My Django project is going to be backed by a large database with several hundred thousand entries, and will need to support searching (I'll probably end up using djangosearch or a similar project.)
我的Django项目将由一个拥有几十万条目的大型数据库支持,并且需要支持搜索(我可能最终会使用djangosearch或类似的项目)。
Which database backend is best suited to my project and why? Can you recommend any good resources for further reading?
哪个数据库后端最适合我的项目,为什么?你能推荐一些好的参考资料来进一步阅读吗?
10 个解决方案
#1
40
As someone who recently switched a project from MySQL to Postgresql I don't regret the switch.
作为最近将一个项目从MySQL切换到Postgresql的人,我并不后悔这样做。
The main difference, from a Django point of view, is more rigorous constraint checking in Postgresql, which is a good thing, and also it's a bit more tedious to do manual schema changes (aka migrations).
从Django的观点来看,主要的区别是Postgresql中更严格的约束检查,这是一件好事,而且手工修改模式(也就是迁移)也有点麻烦。
There are probably 6 or so Django database migration applications out there and at least one doesn't support Postgresql. I don't consider this a disadvantage though because you can use one of the others or do them manually (which is what I prefer atm).
大约有6个Django数据库迁移应用程序,其中至少有一个不支持Postgresql。我不认为这是一个缺点,因为你可以使用其中的一个或手动操作它们(我更喜欢atm)。
Full text search might be better supported for MySQL. MySQL has built-in full text search supported from within Django but it's pretty useless (no word stemming, phrase searching, etc.). I've used django-sphinx as a better option for full text searching in MySQL.
对于MySQL,可能更支持全文搜索。MySQL在Django中内置了完整的文本搜索,但是它非常无用(没有词干、短语搜索等)。我使用django-sphinx作为在MySQL中进行全文搜索的更好选择。
Full text searching is built-in with Postgresql 8.3 (earlier versions need TSearch module). Here's a good instructional blog post: Full-text searching in Django with PostgreSQL and tsearch2
全文搜索内置Postgresql 8.3(早期版本需要TSearch模块)。这里有一篇很好的教学博客:用PostgreSQL和tsearch2在Django中进行全文搜索
#2
51
For whatever it's worth the the creators of Django recommend PostgreSQL.

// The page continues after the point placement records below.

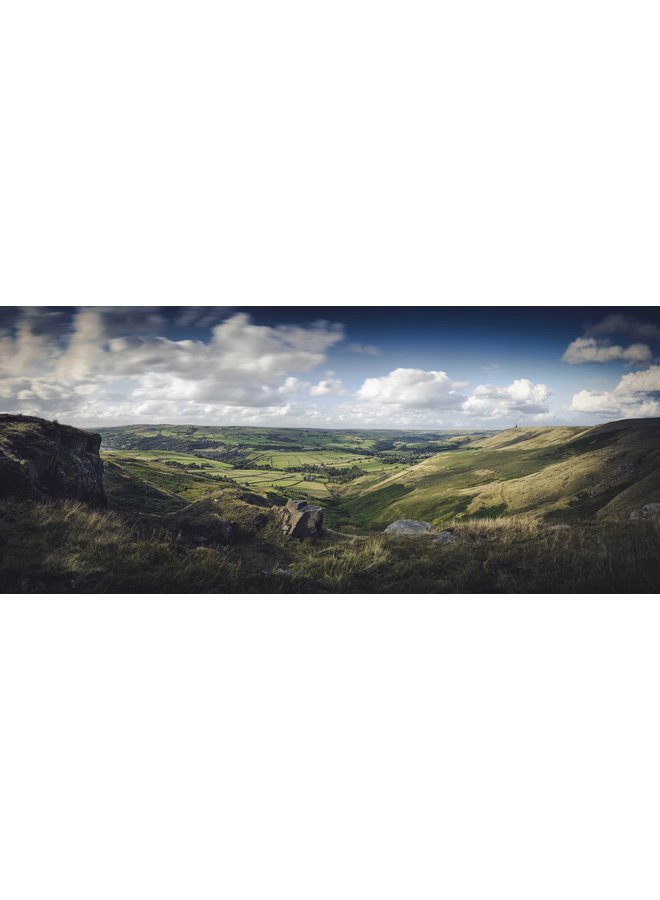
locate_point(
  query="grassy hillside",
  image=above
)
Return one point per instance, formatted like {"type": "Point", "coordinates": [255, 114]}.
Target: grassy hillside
{"type": "Point", "coordinates": [68, 547]}
{"type": "Point", "coordinates": [182, 519]}
{"type": "Point", "coordinates": [561, 474]}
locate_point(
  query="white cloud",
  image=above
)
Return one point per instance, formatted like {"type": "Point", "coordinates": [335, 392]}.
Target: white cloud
{"type": "Point", "coordinates": [413, 389]}
{"type": "Point", "coordinates": [96, 372]}
{"type": "Point", "coordinates": [590, 349]}
{"type": "Point", "coordinates": [367, 349]}
{"type": "Point", "coordinates": [636, 395]}
{"type": "Point", "coordinates": [329, 385]}
{"type": "Point", "coordinates": [521, 397]}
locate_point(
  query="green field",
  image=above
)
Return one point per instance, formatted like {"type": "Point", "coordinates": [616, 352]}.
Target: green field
{"type": "Point", "coordinates": [368, 479]}
{"type": "Point", "coordinates": [171, 488]}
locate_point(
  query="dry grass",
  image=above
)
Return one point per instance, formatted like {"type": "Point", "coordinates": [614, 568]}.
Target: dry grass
{"type": "Point", "coordinates": [67, 546]}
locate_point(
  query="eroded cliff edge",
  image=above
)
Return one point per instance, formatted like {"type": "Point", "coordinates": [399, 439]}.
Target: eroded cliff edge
{"type": "Point", "coordinates": [41, 459]}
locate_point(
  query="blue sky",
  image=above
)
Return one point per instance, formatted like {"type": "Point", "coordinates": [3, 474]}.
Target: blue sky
{"type": "Point", "coordinates": [417, 367]}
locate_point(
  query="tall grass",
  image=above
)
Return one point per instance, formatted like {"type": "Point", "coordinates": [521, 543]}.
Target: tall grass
{"type": "Point", "coordinates": [68, 546]}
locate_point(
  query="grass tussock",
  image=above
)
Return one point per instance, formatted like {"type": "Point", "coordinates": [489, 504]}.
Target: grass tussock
{"type": "Point", "coordinates": [67, 546]}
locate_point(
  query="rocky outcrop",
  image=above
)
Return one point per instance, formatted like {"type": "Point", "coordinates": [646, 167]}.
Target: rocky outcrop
{"type": "Point", "coordinates": [300, 520]}
{"type": "Point", "coordinates": [409, 528]}
{"type": "Point", "coordinates": [41, 460]}
{"type": "Point", "coordinates": [650, 511]}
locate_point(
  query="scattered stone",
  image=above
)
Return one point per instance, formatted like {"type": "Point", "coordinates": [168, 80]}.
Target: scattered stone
{"type": "Point", "coordinates": [409, 527]}
{"type": "Point", "coordinates": [300, 520]}
{"type": "Point", "coordinates": [650, 511]}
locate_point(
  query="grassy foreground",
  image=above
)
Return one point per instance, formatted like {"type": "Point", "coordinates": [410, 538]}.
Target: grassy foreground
{"type": "Point", "coordinates": [69, 547]}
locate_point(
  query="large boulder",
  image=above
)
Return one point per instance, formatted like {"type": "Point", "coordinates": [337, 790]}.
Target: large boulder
{"type": "Point", "coordinates": [409, 528]}
{"type": "Point", "coordinates": [650, 511]}
{"type": "Point", "coordinates": [300, 520]}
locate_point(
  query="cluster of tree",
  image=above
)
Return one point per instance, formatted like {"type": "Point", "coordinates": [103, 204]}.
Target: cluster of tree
{"type": "Point", "coordinates": [129, 441]}
{"type": "Point", "coordinates": [339, 474]}
{"type": "Point", "coordinates": [233, 456]}
{"type": "Point", "coordinates": [175, 464]}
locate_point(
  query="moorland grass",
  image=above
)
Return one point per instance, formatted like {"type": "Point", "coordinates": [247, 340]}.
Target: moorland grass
{"type": "Point", "coordinates": [67, 546]}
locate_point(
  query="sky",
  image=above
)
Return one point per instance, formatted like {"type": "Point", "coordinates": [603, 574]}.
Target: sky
{"type": "Point", "coordinates": [337, 367]}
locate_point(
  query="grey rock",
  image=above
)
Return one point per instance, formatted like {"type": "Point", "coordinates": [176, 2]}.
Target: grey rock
{"type": "Point", "coordinates": [41, 459]}
{"type": "Point", "coordinates": [301, 520]}
{"type": "Point", "coordinates": [650, 511]}
{"type": "Point", "coordinates": [409, 527]}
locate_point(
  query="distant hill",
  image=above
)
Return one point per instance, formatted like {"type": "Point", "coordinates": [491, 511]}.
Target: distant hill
{"type": "Point", "coordinates": [180, 520]}
{"type": "Point", "coordinates": [562, 474]}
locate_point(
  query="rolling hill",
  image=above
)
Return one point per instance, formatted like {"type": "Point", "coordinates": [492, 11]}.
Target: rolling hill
{"type": "Point", "coordinates": [559, 474]}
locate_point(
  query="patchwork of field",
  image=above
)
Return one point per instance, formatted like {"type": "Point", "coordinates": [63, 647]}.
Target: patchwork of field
{"type": "Point", "coordinates": [562, 474]}
{"type": "Point", "coordinates": [193, 477]}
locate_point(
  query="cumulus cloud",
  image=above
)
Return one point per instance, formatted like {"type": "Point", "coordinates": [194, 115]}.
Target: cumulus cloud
{"type": "Point", "coordinates": [636, 395]}
{"type": "Point", "coordinates": [367, 349]}
{"type": "Point", "coordinates": [589, 349]}
{"type": "Point", "coordinates": [103, 369]}
{"type": "Point", "coordinates": [413, 389]}
{"type": "Point", "coordinates": [521, 397]}
{"type": "Point", "coordinates": [627, 327]}
{"type": "Point", "coordinates": [328, 385]}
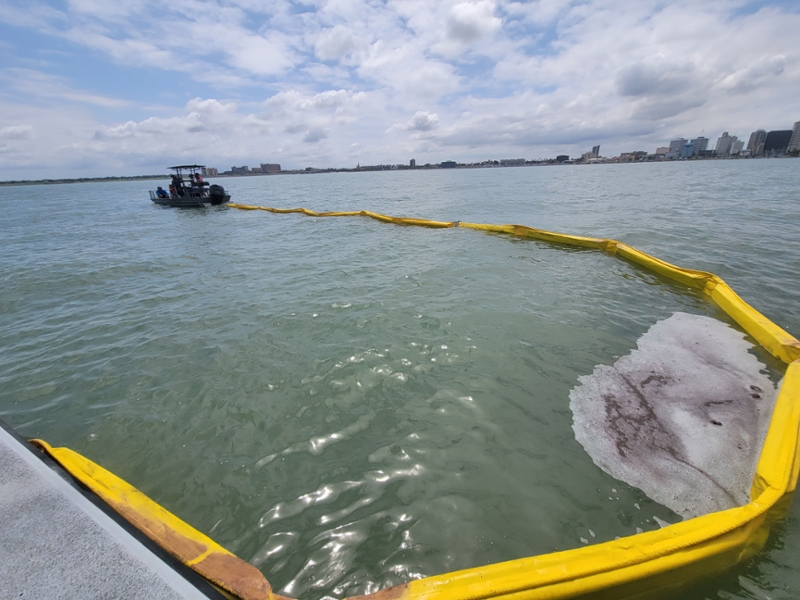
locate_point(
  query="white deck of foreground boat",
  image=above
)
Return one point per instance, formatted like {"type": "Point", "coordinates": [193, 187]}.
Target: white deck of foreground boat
{"type": "Point", "coordinates": [55, 543]}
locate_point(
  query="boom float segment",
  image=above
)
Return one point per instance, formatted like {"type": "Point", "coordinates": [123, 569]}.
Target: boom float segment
{"type": "Point", "coordinates": [192, 548]}
{"type": "Point", "coordinates": [638, 566]}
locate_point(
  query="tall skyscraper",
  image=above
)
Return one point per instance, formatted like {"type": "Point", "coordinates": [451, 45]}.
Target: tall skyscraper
{"type": "Point", "coordinates": [699, 144]}
{"type": "Point", "coordinates": [794, 142]}
{"type": "Point", "coordinates": [675, 148]}
{"type": "Point", "coordinates": [756, 143]}
{"type": "Point", "coordinates": [777, 142]}
{"type": "Point", "coordinates": [724, 144]}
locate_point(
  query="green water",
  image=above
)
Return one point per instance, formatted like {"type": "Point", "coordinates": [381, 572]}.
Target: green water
{"type": "Point", "coordinates": [348, 404]}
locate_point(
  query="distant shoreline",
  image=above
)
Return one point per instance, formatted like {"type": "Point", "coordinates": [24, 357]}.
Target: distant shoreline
{"type": "Point", "coordinates": [311, 170]}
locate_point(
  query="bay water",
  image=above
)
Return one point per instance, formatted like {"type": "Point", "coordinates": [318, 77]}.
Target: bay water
{"type": "Point", "coordinates": [348, 404]}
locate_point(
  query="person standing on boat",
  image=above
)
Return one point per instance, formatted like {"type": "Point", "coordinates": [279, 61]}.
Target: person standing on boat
{"type": "Point", "coordinates": [178, 184]}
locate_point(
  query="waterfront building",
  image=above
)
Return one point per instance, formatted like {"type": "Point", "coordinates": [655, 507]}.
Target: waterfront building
{"type": "Point", "coordinates": [756, 143]}
{"type": "Point", "coordinates": [724, 144]}
{"type": "Point", "coordinates": [636, 156]}
{"type": "Point", "coordinates": [794, 141]}
{"type": "Point", "coordinates": [777, 142]}
{"type": "Point", "coordinates": [699, 144]}
{"type": "Point", "coordinates": [675, 148]}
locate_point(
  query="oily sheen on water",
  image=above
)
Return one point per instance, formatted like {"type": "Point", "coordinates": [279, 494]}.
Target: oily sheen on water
{"type": "Point", "coordinates": [683, 417]}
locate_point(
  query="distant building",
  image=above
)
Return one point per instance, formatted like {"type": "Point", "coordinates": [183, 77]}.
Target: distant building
{"type": "Point", "coordinates": [699, 144]}
{"type": "Point", "coordinates": [756, 143]}
{"type": "Point", "coordinates": [794, 142]}
{"type": "Point", "coordinates": [777, 142]}
{"type": "Point", "coordinates": [675, 148]}
{"type": "Point", "coordinates": [636, 156]}
{"type": "Point", "coordinates": [724, 144]}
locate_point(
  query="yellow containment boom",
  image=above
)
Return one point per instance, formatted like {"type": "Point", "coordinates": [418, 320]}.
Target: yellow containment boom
{"type": "Point", "coordinates": [638, 566]}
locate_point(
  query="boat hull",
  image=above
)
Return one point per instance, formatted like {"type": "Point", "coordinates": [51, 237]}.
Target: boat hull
{"type": "Point", "coordinates": [188, 202]}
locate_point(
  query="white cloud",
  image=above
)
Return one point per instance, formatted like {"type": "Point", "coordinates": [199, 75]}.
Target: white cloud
{"type": "Point", "coordinates": [468, 22]}
{"type": "Point", "coordinates": [17, 132]}
{"type": "Point", "coordinates": [421, 121]}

无论如何,Django的创建者推荐PostgreSQL。
If you're not tied to any legacy system and have the freedom to choose a database back-end, we recommend PostgreSQL, which achives a fine balance between cost, features, speed and stability. (The Definitive Guide to Django, p. 15)
如果您不依赖于任何遗留系统,并且可以*选择数据库后端,我们建议您使用PostgreSQL,它可以在成本、特性、速度和稳定性之间实现良好的平衡。(《Django的最终指南》,第15页)
#3
39
large database with several hundred thousand entries,
拥有数十万条目的大型数据库,
This is not large database, it's very small one.
这不是一个大的数据库,而是一个很小的数据库。
I'd choose PostgreSQL, because it has a lot more features. Most significant it this case: in PostgreSQL you can use Python as procedural language.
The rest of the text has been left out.